# The Return to Orks Drift



## koby (Apr 4, 2011)

Hi all, 
I've decided to finally get some pictures together a create a project log for my Preatorian Imperial Guard army. I've got around 50 models painted at the minute and i'll keep adding photos and comments as i go about painting the rest of the force! Its primarily an infantry based army with bucket loads of heavy guns backing it up! 

They're painted in the traditional colours and i'll reveal in the next few posts how they're all painted so you can have a go yourself if you get the Preatorian Bug! 

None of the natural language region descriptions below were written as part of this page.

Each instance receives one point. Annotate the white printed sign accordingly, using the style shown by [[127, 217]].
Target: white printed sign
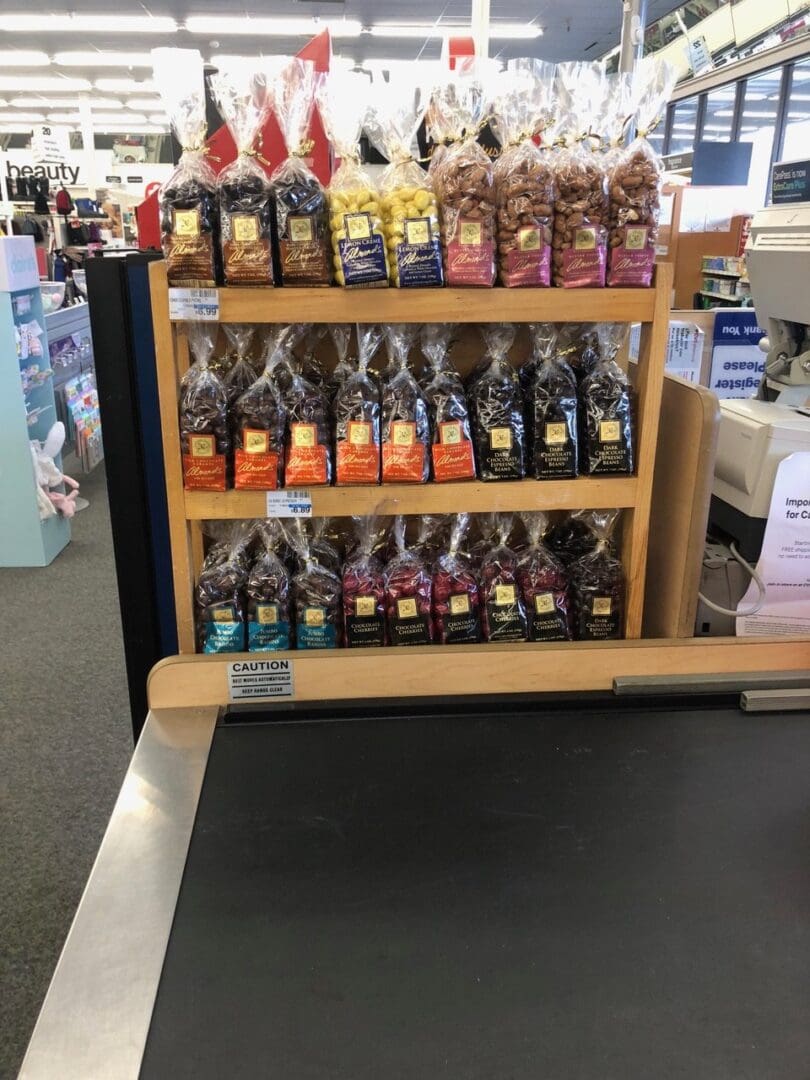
[[784, 562], [254, 679], [289, 503], [193, 305]]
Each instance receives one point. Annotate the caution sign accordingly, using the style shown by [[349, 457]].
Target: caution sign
[[256, 679]]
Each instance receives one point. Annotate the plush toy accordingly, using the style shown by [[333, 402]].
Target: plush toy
[[49, 475]]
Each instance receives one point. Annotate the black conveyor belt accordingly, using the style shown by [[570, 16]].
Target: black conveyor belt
[[566, 894]]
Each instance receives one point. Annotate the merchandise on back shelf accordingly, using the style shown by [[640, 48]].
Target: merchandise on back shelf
[[268, 594], [451, 449], [409, 205], [408, 594], [502, 611], [553, 410], [456, 606], [634, 181], [607, 408], [301, 211], [245, 197], [364, 588], [405, 424], [543, 584], [258, 419], [315, 597], [581, 210], [356, 408], [308, 443], [358, 238], [189, 212], [463, 177], [203, 415], [524, 178], [597, 585], [219, 597], [496, 407], [242, 373]]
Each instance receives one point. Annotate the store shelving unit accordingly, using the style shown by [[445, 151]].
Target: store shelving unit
[[633, 494]]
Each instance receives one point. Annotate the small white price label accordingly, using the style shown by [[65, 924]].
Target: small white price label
[[193, 305], [289, 503]]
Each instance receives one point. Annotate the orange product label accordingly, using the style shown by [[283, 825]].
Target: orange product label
[[453, 461], [306, 464], [203, 473], [256, 470], [403, 463], [358, 462]]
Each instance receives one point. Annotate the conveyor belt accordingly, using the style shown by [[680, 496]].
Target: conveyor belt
[[565, 894]]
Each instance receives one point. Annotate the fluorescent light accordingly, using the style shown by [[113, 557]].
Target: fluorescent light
[[36, 23], [504, 31], [98, 58], [125, 85], [42, 83], [23, 57], [144, 104], [23, 118], [273, 27], [64, 103]]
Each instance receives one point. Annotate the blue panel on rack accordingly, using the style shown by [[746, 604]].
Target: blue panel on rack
[[25, 540]]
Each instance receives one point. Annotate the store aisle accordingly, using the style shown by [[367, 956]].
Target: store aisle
[[65, 742]]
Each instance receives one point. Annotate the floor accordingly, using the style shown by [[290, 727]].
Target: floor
[[65, 743]]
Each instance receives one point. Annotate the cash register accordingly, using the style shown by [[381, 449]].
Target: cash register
[[758, 433]]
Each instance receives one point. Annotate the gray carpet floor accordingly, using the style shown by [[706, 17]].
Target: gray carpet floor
[[65, 743]]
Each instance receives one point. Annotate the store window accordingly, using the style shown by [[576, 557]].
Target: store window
[[758, 126], [684, 126], [719, 116], [797, 119]]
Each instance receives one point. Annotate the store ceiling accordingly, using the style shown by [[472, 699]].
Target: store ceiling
[[572, 29]]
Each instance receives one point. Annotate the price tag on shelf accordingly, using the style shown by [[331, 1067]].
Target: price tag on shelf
[[193, 305], [289, 503]]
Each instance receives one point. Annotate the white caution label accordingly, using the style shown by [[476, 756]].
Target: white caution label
[[193, 305], [289, 503], [254, 679]]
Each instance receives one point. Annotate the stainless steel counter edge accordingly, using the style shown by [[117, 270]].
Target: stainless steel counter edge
[[96, 1015]]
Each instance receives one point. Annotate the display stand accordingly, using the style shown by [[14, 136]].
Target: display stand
[[477, 669], [25, 539]]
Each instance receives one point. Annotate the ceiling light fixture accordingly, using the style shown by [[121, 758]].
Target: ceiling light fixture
[[23, 57], [503, 31], [125, 85], [98, 58], [64, 103], [45, 83], [273, 27], [36, 22]]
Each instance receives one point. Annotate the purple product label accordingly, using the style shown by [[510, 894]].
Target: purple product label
[[632, 262]]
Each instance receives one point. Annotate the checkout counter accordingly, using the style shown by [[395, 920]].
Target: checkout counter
[[518, 886]]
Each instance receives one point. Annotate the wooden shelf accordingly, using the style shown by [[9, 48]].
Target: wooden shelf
[[582, 494], [435, 305]]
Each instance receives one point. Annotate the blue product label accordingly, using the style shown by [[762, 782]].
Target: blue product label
[[362, 253], [268, 637], [225, 637]]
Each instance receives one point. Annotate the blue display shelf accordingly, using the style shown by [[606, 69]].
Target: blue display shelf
[[25, 539]]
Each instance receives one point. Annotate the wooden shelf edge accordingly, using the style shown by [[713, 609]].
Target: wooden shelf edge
[[334, 305], [583, 494], [420, 672]]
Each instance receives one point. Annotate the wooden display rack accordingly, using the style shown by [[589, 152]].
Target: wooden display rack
[[481, 669]]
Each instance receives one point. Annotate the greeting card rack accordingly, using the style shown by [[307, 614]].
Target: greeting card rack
[[481, 669]]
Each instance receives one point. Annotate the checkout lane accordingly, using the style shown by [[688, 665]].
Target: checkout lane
[[455, 892]]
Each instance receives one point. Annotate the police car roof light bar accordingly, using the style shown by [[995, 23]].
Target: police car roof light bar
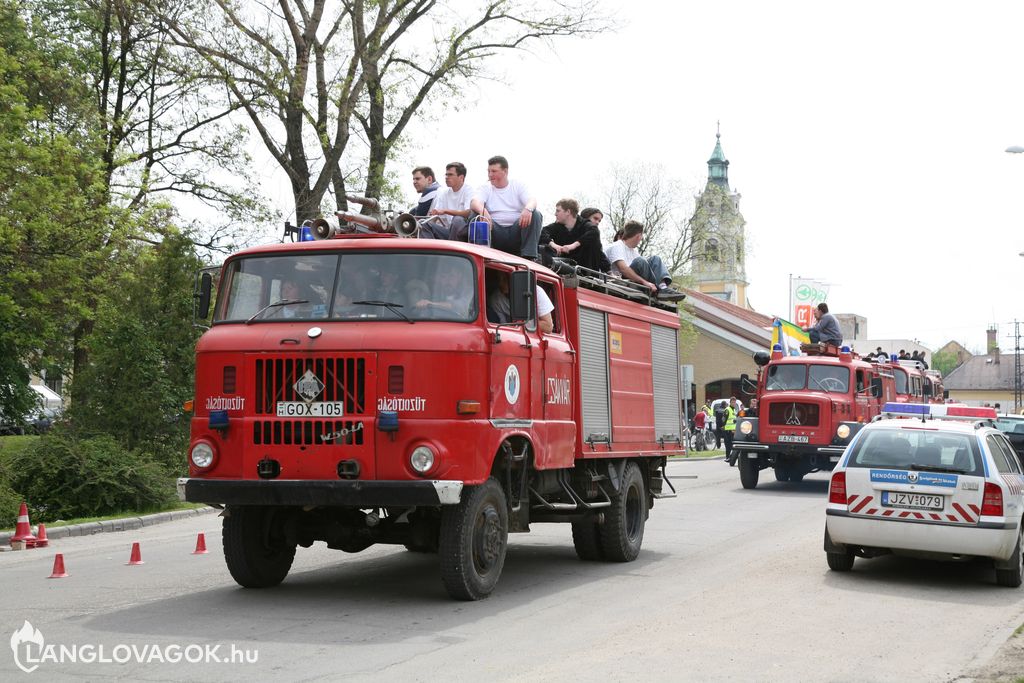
[[938, 412]]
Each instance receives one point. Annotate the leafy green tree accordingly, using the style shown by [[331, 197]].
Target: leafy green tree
[[141, 352], [331, 88], [52, 210]]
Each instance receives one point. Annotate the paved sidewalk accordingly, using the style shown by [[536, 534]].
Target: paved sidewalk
[[122, 524]]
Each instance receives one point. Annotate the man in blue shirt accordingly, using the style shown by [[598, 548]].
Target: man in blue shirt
[[825, 329]]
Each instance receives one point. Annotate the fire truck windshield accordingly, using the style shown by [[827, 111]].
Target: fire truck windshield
[[349, 286], [902, 385], [791, 377]]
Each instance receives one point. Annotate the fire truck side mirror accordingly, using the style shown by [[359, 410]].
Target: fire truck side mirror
[[522, 285], [205, 288]]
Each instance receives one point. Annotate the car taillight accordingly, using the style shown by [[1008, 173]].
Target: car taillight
[[837, 489], [991, 505]]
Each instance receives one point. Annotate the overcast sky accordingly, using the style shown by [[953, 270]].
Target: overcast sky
[[867, 141]]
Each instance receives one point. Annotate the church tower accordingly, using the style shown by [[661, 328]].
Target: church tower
[[717, 261]]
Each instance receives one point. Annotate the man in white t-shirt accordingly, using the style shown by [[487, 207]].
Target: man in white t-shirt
[[452, 205], [628, 263], [515, 222]]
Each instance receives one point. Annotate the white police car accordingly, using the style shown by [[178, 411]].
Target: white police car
[[934, 481]]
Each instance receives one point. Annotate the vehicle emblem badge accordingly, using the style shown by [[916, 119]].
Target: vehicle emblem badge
[[308, 386]]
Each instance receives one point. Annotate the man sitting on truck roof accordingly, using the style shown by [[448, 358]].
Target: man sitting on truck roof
[[649, 271], [573, 237], [826, 329], [452, 204], [515, 222]]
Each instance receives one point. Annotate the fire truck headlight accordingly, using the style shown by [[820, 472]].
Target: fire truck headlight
[[202, 455], [422, 459]]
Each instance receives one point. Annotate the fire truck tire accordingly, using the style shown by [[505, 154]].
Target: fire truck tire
[[748, 472], [587, 540], [622, 532], [1011, 578], [252, 560], [473, 542]]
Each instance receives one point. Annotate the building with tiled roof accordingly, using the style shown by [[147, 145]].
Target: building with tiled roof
[[727, 337], [985, 379]]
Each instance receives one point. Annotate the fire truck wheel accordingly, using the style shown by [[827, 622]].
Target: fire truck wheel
[[474, 538], [587, 540], [256, 552], [1011, 578], [622, 532], [748, 472]]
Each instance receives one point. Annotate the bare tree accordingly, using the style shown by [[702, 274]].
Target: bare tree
[[331, 87], [646, 193], [164, 128]]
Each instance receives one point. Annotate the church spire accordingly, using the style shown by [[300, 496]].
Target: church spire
[[718, 165]]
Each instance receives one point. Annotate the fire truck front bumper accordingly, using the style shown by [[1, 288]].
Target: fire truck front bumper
[[315, 493]]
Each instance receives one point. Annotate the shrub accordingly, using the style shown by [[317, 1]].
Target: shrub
[[65, 477], [9, 504]]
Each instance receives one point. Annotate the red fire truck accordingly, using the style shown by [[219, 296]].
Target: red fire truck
[[363, 389], [809, 407], [916, 385]]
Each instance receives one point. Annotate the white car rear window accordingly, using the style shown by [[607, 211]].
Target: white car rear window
[[918, 449]]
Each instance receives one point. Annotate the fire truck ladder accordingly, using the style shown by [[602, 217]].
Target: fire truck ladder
[[578, 502]]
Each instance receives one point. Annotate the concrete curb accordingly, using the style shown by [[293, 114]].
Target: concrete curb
[[109, 525]]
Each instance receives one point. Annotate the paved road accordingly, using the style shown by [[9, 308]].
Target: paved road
[[732, 585]]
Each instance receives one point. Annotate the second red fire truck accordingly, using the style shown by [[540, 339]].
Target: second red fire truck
[[809, 407]]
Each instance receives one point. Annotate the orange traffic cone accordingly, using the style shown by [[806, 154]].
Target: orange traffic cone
[[136, 554], [58, 570], [23, 531], [200, 545]]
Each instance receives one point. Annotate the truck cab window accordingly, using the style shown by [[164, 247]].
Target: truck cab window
[[351, 286]]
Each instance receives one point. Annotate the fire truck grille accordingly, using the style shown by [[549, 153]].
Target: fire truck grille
[[307, 432], [793, 415], [343, 381]]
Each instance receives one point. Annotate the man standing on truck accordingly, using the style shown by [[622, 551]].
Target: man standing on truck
[[825, 329], [515, 222]]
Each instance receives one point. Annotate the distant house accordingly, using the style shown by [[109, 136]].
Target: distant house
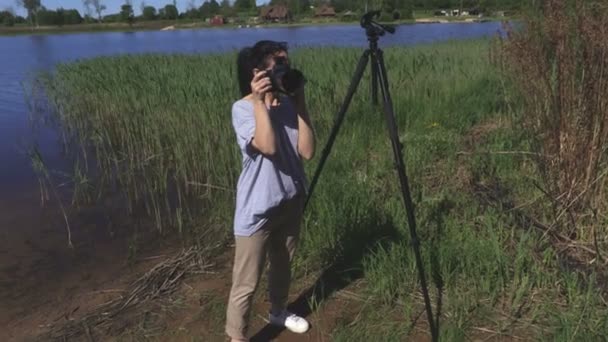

Here is my current Company Command squad. I still need to convert a replacement Commander from either a Kreig Commissar or the Krieg Commander, i cant decide which! Unless any of you have better ideas  

Either way, enjoy! Keep your eye peeled for more to come!
:so_happy:


----------



## Turnip86 (Oct 7, 2011)

Nice, I like them. Now all you need are some savage black orks  

You've done a good job on painting them. I like the way the helmets turned out in particular and your flesh tones are really nice too  Have some +rep


----------



## koby (Apr 4, 2011)

Cheers for the reply  
Another quick update on a finished Infantry squad and my 'Sharps Rifles' Ratlings. I just had to have some Green coats to go with all the Red  

Also did a close up of the mini that i converted the medic from, its pretty simple, i just greenstuffed some backpack straps and an armband and added a medic bag.  
Also added a picture of an old Ratling model, im not sure what he exactly is, i use him as Marbo in my list. He's unconverted and came with the Pith Helmet. I like to think the Rabbit in his sachel is like the Monty Python Rabbit of doom!


----------



## Hellados (Sep 16, 2009)

are these the GW models?? they really need to pop these guys out again imho, i love them but they're all so expensive now


----------



## koby (Apr 4, 2011)

Yeh they're all GW models, and I'm pretty sure my Ratling marbo is too, I found him on eBay listed as some dwarf adventurer but I'm still unsure as to when he was released ect. The Ratlings are the old models too, not much of a fan of the new ones myself


----------



## Disciple_of_Ezekiel (May 23, 2010)

Well done Koby!

This is shapping up to be a very sharp looking army. The attention to detail is splendid, the fact that your paying attention to the faces and the grain on the wooden stocks on the weapons, fantastic!

+Rep Sir.

Keep up the good work.

Regards,
DoE


----------



## Chaosftw (Oct 20, 2008)

ahahahahaha! these are awesome! They look great!, have a little bit of comic relief to them, and are certainly very unique! don't see too many models like this anymore!

+rep!


----------



## koby (Apr 4, 2011)

Cheers mate  I've just about finished 2 basilisks. Need to finish the skin on the crew tonight and add them to the platform. I need a good place to find some fake shells as well, I've got some ammo boxes from the leman Russ spue but I could do with some more, or some model shells that fit in with the basilisk, forge world only seem to produce bombard shell boxes. I have 2 metal loader models that are carrying shells so I need to match the size they're both carrying


----------



## koby (Apr 4, 2011)

Got some photos of my Basilisks done today. You can see i've left space on the gun platforms for when i find some proper shells or ammo crates. Got some small ones on the paint station now, but i fancy shells to be quite honest  I added a Preatorian driver too! Next vehicle to paint is my Deathstrike missile, just for the lulz. 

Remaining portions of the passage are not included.